3. What is the standard dosing for LEQEMBI vs BEYFORTUS?

The standard adult dose of LEQEMBI is: 10 mg/kg intravenously every 2 weeks, administered over approximately 1 hour.. The standard adult dose of BEYFORTUS is: Not applicable; BEYFORTUS (nirsevimab) is indicated for prevention of respiratory syncytial virus lower respiratory tract disease in neonates and infants. No adult dose exists.. Dosing should always be individualized based on indication, renal and hepatic function, age, and other patient factors.

4. Can you take LEQEMBI and BEYFORTUS together?

No direct drug-drug interaction has been formally documented between LEQEMBI and BEYFORTUS in current clinical databases. However, individual patient risk factors including other medications, organ function, and comorbidities should always be evaluated by a qualified healthcare provider.

5. Are LEQEMBI and BEYFORTUS safe during pregnancy?

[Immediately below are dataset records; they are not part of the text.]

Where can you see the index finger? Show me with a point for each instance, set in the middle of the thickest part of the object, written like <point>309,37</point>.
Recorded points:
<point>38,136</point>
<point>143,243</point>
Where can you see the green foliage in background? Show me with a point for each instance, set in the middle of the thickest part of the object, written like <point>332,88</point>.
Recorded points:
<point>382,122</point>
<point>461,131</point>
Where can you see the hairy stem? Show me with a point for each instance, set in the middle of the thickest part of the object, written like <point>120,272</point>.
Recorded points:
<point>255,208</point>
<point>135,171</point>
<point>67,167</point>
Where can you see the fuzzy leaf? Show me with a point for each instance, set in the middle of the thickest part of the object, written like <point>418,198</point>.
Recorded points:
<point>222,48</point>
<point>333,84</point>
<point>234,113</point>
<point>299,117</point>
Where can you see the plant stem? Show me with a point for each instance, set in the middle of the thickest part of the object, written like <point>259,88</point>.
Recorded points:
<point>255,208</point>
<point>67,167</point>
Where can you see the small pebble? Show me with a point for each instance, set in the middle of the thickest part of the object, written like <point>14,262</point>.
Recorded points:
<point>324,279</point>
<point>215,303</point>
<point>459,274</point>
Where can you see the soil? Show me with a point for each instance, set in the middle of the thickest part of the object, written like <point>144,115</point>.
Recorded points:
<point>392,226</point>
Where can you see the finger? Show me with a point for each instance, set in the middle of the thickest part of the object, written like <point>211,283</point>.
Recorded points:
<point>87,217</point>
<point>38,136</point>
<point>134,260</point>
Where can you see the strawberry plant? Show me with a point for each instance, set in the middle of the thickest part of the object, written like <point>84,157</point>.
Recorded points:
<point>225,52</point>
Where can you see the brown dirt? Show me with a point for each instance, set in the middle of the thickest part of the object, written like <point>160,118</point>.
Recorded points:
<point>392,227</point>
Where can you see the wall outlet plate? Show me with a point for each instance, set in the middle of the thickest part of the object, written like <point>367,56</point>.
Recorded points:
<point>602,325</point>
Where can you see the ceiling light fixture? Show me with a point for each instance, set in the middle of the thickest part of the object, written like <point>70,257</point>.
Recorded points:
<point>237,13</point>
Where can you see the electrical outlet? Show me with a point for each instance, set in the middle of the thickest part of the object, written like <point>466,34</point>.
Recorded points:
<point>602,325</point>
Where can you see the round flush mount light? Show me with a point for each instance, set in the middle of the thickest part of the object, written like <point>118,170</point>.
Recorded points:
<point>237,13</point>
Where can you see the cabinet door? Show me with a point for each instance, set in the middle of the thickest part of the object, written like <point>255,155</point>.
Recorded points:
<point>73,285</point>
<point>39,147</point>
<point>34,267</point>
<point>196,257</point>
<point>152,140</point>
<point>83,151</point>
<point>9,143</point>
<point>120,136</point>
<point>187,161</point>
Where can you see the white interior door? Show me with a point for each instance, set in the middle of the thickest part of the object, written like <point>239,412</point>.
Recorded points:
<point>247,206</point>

The maternal-fetal safety profiles differ. LEQEMBI is classified as Category C. LEQEMBI (lecanemab) is an anti-amyloid beta monoclonal antibody. There are no adequate human studies on fetal risk. In animal reproductive studies, no adverse developmental effects. BEYFORTUS is classified as Category C. BEYFORTUS (nirsevimab) is a human monoclonal antibody against respiratory syncytial virus. There are no adequate and well-controlled studies in pregnant women. In animal reproducti. Always consult a maternal-fetal medicine specialist before taking either drug during pregnancy or lactation.